HC Deb 04 March 1918 vol 103 cc1704-5
79. Mr. WATT

asked the Parliamentary Secretary to the Ministry of Food whether he can say how many Orders have been issued by his Department since its institution; whether any copy of such Orders can be seen by the public at the office of his Department; if not there, where can such be seen; is he aware that members of the public are informed by his Department that they can buy copies of the Orders at certain printers' places and that that is the only method of becoming cognisant of the many Orders issued by it; is he aware that judges throughout the country are openly expressing their inability to master all the Orders of the Food Controller and that the general public are in daily fear of unwittingly infringing some Order and being heavily fined or even imprisoned; and will ho take some method of tabulating the many Orders so that lawyers at any rate may know what the law is?

Mr. PARKER

Down to the end of January, 1918, 232 Statutory Orders had been issued by the Food Controller, of which 182 were then in force.
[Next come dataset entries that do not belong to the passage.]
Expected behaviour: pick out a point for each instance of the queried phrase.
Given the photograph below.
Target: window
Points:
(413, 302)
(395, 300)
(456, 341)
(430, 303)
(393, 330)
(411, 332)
A new Manual of Emergency Legislation, comprising the full text of these Orders, will be published in the course of this week, and new editions of this manual will be issued every three months and placed on sale. All Orders of the Food Controller are issued through the Press Bureau to the principal London and provincial newspapers, and they are accompanied by a Press notice which states the purport and effect of each Order in a popular form. Orders affecting particular trades are in some cases necessarily complicated, but care has always been taken to make any Order affecting the general public as simple as possible, and to give it the utmost publicity.